Стол был накрыт на пятерых. Ани обернулась и заметила рядом старуху. Обомлела. Та улыбнулась и щелкнула языком. Звук получился металлическим и звонким, как будто друг о друга ударились стекляшки.
Остальные четверо громко дышали. Их лиц Ани не видела, только руки. Много рук, гуляющих по столу. Они тянулись к доверху наваленным тарелкам, вычерпывали из них какую-то кашу.
— Кожу кобры?— любезно спросил кто-то.
— Пожалуй, еще немного совиных бобов, — клацнула зубами старуха. — Ани, ты пробовала совиные бобы?
Ани замотала головой.
— Я хочу кобру, — произнесла она.
Раздались одобрительные вздохи.
— Когда ешь кобру, главное громко чавкай, чтобы она на прилипала к зубам, — посоветовал кто-то, и протянул девочке аппетитный кусок.
Ани подумала, что кобра похожа на резиновую трубу. Широко открыла рот и с силой сомкнула зубы.
— А-а-а!
Ани дернулась, приоткрыла глаза. Запахло чем-то едким, медицинским. Повернула голову. На столе напротив громоздились сверкающие железки. Какие-то трубки и ножики.
Человек в белоснежном халате суетился, склонившись над собственной рукой.

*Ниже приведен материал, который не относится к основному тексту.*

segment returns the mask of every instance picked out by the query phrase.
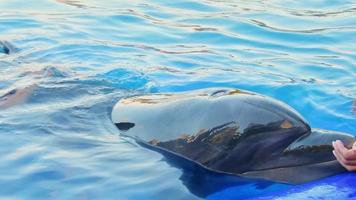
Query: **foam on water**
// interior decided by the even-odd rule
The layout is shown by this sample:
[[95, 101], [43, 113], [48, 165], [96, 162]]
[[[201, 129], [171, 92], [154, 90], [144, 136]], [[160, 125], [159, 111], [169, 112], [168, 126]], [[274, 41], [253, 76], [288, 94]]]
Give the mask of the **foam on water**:
[[[356, 134], [355, 16], [347, 0], [2, 1], [0, 40], [16, 51], [0, 43], [0, 97], [33, 92], [0, 110], [0, 198], [298, 191], [253, 183], [191, 191], [161, 154], [120, 138], [110, 112], [129, 95], [234, 87], [286, 102], [312, 127]], [[334, 197], [335, 187], [312, 185], [304, 197]]]

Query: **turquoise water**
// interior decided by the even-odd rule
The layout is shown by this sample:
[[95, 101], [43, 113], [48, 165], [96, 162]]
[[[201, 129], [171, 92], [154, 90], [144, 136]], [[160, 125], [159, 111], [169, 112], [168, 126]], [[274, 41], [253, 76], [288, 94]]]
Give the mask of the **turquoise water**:
[[[161, 154], [121, 138], [111, 109], [134, 94], [234, 87], [356, 134], [355, 35], [346, 0], [1, 1], [0, 40], [16, 48], [0, 53], [0, 97], [33, 91], [0, 110], [0, 198], [288, 198], [299, 186], [187, 184]], [[302, 197], [355, 197], [323, 186]]]

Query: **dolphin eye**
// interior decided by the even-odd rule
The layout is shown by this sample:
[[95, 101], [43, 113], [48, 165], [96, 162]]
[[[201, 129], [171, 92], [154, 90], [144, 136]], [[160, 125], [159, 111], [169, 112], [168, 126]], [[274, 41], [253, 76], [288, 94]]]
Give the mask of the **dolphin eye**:
[[16, 89], [13, 89], [13, 90], [9, 91], [8, 93], [6, 93], [6, 94], [0, 96], [0, 99], [3, 98], [3, 99], [6, 100], [6, 98], [7, 98], [8, 96], [14, 95], [14, 94], [16, 94], [16, 92], [17, 92], [17, 90], [16, 90]]
[[293, 127], [293, 124], [290, 123], [288, 120], [284, 120], [284, 121], [281, 123], [280, 127], [283, 128], [283, 129], [292, 128], [292, 127]]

— Вот же мать её размать… — тянул он, затем выпрямился, выбросил в мусорное ведро ватку.
Обернулся, стащил с лица медицинскую белую маску. Улыбнулся.
— Опять ты?
Его глаза уже больше не напоминали Ани большие и добрые дыни.
— Можешь шевелиться на тебе нет ремней.
Ани подумала, что за все время это было самое длинное, что он при ней произнес.